Goat Hill

Goat Hill is an aptly named neighborhood. It consists of houses perched perilously on a steep hillside, affording them great views of Lake Washington. The access road is mostly old single lane, steep and winding. On one end of the neighborhood road is this sign:

In Meadow's youth, she was very goat-like when running in the forest, scampering up and down hillsides and rock outcroppings. While she never got the chance, I'm sure she would have loved chasing a mountain goat in its natural terrain. On this morning's walk she has to content herself with memory and fantasy while we brave cold winds, strolling through Goat Hill.

Goat Hill view.

Way off in distance are the skyscrapers of downtown Bellevue. Every time I see a view like this, I'm reminded that in 1956, Bellevue's hospital didn't have a maternity ward so I was born in a Seattle hospital. Bellevue had one stoplight back then. The tallest building was two stories. My, how Bellevue has grown in the last 55 years.

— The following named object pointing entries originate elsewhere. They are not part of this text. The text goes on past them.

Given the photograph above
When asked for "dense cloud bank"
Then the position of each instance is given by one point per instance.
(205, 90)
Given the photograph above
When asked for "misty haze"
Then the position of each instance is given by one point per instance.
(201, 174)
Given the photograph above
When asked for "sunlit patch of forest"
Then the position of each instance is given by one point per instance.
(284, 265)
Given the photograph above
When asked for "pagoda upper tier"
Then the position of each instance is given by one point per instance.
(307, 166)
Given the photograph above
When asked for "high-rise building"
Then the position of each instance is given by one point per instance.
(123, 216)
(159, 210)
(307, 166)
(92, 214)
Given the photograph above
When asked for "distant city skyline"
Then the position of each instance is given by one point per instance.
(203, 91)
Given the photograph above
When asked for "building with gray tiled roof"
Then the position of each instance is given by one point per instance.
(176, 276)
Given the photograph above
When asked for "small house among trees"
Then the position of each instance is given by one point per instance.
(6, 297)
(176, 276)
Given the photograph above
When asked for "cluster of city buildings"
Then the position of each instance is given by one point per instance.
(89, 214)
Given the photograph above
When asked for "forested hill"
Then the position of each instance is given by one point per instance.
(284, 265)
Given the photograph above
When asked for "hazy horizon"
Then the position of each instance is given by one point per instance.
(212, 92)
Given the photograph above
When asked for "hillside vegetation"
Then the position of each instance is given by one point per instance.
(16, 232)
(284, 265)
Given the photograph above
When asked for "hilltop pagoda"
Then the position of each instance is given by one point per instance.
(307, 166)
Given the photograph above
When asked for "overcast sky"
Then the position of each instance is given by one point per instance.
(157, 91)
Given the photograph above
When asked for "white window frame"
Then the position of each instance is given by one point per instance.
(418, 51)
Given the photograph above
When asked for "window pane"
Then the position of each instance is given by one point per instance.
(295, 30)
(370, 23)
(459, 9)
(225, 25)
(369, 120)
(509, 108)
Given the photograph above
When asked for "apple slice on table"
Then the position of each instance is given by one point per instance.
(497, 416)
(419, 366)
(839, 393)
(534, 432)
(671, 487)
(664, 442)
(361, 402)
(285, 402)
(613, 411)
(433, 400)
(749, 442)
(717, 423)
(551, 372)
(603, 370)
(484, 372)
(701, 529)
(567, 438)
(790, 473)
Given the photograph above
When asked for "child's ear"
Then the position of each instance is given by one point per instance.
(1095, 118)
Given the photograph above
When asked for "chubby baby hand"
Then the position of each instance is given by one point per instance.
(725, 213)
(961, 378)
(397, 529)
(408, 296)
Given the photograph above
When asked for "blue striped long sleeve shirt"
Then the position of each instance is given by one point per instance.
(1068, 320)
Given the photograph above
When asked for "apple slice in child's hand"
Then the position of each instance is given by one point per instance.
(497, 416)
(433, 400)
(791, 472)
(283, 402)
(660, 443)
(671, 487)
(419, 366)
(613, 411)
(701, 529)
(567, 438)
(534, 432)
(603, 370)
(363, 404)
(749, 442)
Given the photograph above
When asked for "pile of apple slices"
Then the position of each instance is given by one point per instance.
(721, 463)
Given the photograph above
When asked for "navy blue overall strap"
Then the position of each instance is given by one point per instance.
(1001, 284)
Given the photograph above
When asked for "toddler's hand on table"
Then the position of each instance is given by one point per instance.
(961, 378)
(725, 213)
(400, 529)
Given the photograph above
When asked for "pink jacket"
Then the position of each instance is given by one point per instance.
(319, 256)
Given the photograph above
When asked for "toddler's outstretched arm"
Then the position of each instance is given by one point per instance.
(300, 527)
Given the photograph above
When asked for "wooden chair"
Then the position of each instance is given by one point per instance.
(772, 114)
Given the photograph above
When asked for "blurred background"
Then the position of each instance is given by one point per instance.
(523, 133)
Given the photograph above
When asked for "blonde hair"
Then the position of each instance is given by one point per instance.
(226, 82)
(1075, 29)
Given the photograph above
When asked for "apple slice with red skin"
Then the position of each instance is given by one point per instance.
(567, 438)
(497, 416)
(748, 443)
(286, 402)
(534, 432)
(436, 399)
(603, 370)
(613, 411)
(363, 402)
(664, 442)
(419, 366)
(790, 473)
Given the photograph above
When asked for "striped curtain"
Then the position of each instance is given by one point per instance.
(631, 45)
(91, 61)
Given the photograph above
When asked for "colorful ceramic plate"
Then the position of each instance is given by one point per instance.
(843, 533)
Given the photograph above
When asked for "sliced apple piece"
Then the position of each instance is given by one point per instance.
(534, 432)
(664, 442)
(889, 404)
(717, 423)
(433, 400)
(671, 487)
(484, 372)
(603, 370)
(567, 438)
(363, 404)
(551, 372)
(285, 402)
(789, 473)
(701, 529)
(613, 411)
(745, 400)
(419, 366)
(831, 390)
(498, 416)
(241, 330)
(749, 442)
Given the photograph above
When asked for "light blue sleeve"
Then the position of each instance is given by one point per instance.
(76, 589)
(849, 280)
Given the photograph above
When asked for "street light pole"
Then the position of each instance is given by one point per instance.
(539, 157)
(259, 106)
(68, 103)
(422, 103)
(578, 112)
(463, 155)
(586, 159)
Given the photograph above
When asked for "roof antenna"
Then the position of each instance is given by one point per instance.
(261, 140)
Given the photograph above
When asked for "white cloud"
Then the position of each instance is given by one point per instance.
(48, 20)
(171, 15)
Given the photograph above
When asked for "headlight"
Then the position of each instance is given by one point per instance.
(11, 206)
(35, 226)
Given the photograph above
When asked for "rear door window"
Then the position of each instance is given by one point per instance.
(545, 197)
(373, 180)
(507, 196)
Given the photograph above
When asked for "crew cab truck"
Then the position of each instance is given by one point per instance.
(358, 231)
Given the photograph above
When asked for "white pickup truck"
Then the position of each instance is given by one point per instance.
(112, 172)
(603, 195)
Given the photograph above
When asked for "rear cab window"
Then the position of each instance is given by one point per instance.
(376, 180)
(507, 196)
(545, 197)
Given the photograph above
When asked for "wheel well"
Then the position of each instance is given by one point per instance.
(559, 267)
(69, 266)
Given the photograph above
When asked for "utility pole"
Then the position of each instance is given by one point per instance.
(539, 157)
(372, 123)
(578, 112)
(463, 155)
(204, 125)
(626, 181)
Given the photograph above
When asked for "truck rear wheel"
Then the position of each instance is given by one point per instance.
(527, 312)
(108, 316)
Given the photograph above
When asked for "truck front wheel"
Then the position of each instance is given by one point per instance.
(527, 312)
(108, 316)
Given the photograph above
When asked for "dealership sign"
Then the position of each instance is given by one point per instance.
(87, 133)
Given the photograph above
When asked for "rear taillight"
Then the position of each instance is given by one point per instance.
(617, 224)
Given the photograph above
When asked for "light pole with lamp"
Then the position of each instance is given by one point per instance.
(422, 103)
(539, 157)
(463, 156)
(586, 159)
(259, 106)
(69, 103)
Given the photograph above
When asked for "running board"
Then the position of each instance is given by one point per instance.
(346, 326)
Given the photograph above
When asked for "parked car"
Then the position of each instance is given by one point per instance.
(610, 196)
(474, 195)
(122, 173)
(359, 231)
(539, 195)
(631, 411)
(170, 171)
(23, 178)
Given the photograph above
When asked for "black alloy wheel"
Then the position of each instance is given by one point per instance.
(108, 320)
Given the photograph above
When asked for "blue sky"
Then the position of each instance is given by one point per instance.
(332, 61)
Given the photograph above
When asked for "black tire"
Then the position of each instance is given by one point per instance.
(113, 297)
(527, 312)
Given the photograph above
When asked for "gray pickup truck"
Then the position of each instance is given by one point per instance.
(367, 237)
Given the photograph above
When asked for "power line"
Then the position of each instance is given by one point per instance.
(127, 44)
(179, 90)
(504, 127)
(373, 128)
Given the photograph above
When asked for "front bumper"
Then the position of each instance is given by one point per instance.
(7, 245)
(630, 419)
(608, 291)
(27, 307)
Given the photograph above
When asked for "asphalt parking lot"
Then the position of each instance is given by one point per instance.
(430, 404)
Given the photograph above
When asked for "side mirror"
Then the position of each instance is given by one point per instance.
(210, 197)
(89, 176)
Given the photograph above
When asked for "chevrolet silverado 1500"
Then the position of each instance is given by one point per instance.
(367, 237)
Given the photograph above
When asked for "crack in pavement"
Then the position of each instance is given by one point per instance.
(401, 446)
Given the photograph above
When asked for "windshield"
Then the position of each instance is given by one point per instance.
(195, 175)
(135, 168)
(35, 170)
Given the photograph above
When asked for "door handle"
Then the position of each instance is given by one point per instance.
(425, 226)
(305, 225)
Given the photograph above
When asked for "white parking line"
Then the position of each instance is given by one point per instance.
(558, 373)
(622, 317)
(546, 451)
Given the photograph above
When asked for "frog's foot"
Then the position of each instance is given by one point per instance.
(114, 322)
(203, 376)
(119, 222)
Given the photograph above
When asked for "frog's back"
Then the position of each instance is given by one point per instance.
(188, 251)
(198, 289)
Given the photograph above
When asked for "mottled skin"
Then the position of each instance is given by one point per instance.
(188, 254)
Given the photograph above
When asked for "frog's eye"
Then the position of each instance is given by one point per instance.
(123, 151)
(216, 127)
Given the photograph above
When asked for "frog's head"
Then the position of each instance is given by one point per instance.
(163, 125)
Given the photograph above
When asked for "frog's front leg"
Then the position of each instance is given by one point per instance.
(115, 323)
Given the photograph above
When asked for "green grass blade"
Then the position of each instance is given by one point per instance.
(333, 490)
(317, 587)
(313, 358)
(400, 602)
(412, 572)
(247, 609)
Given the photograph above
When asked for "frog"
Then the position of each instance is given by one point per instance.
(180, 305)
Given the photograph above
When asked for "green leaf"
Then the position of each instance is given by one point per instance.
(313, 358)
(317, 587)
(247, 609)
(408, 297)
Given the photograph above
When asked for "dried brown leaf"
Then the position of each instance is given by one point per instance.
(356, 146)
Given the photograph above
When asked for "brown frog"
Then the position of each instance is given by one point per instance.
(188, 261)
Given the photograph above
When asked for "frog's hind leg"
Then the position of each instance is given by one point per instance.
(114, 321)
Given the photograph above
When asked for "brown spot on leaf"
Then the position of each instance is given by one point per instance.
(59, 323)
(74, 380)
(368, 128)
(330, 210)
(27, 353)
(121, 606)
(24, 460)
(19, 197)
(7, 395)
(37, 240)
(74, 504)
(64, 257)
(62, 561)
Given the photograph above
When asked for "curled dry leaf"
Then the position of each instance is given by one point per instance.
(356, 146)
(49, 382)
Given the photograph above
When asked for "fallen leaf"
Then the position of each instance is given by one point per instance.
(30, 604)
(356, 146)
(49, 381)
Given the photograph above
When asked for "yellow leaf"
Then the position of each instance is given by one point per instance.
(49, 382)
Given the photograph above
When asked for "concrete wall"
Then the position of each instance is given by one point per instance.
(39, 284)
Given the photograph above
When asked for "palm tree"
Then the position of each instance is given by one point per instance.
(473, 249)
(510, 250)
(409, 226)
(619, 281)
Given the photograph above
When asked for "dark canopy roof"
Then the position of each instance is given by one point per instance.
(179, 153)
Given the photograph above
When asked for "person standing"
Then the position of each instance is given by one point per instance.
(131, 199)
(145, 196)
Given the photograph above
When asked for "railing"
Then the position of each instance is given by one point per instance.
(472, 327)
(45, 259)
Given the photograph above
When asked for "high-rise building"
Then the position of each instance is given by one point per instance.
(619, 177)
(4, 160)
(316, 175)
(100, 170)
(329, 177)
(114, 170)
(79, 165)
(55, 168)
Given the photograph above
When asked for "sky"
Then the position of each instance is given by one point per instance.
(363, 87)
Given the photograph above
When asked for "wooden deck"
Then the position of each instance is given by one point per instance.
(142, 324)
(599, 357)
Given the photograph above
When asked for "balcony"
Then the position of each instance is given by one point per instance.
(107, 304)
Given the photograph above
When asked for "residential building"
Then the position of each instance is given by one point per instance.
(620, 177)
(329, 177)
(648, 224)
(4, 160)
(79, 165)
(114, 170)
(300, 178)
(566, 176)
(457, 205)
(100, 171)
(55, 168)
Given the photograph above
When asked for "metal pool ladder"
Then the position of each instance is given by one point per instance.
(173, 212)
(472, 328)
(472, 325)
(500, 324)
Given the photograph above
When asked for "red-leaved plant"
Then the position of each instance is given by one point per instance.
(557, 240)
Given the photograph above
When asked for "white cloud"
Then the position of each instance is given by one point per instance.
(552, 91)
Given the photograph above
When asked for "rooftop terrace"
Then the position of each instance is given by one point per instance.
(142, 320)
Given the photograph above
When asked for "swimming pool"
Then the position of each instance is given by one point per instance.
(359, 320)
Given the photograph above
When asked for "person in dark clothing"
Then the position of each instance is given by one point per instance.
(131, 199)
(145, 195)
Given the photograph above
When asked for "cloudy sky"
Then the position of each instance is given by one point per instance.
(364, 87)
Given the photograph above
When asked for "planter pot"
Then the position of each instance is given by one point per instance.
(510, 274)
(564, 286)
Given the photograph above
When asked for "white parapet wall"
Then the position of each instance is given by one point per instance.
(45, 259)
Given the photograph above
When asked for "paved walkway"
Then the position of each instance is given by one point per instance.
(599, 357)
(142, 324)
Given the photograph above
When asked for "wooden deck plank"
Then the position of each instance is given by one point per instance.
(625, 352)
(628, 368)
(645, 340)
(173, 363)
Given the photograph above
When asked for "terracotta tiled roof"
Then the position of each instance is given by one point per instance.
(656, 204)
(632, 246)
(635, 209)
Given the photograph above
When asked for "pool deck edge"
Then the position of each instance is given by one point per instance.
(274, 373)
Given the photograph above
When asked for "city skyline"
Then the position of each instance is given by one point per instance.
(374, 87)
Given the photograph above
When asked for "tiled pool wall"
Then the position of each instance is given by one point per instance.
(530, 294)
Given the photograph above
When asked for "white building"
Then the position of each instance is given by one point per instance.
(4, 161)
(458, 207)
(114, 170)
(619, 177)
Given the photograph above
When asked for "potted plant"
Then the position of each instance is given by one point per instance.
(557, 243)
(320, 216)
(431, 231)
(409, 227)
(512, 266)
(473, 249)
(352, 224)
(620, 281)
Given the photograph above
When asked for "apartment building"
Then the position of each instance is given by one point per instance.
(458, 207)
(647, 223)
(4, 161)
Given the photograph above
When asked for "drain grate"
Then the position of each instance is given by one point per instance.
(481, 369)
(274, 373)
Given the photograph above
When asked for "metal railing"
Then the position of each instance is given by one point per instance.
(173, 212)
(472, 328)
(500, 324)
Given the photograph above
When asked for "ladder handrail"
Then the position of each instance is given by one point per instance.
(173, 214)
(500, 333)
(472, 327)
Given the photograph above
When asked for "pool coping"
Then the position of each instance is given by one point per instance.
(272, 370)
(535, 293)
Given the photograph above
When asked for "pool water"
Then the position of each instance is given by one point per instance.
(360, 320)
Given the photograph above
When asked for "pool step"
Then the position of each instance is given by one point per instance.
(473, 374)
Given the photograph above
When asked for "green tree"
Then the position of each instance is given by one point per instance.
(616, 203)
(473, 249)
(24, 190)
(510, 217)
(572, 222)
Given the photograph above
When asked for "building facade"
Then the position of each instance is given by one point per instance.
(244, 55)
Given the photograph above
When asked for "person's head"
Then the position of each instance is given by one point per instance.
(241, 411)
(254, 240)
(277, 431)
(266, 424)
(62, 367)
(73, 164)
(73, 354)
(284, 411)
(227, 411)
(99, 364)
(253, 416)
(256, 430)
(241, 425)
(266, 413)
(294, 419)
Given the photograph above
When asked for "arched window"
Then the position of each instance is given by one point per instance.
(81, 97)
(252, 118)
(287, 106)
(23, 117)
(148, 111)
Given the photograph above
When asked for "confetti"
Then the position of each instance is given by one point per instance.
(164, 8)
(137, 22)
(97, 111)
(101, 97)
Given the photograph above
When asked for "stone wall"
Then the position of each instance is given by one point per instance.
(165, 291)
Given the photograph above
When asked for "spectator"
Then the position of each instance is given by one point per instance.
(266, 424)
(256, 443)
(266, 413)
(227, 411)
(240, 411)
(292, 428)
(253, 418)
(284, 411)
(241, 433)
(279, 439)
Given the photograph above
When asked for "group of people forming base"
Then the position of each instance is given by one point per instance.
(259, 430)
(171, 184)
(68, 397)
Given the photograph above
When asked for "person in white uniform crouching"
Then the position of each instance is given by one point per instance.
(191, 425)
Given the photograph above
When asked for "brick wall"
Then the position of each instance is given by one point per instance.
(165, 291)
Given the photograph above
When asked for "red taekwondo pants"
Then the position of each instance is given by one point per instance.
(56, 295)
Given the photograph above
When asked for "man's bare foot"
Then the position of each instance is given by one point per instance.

During our stroll, Meadow and I found a wee bear resting against a rock.

Thinking it looked a little familiar, Meadow moved in for an introductory sniff.

The bear looks lonely, maybe even hopful Meadow will pick him up and take him with her. But no, Meadow feels it's best he stay there in case his true friend returns, looking for him. Lots of small kids in strollers go by this spot. I'm sure someone is missing him and will come looking.

The lost bear reminded me of this photo of Meadow and her own wee bear:

Meadow has always had a stuffed toy that she keeps with her, nearby, in sight. The other dogs know that it belongs to her. The bear now sits atop the piano because sometimes Meadow plays a little rough with him (especially when teasing Finn) and his stuffing is coming out. He's already been through one corrective surgery; I'm worried how many he can tolerate. Meadow now has a purple bunny as replacement. The bear has a special back story; I want to make sure he survives.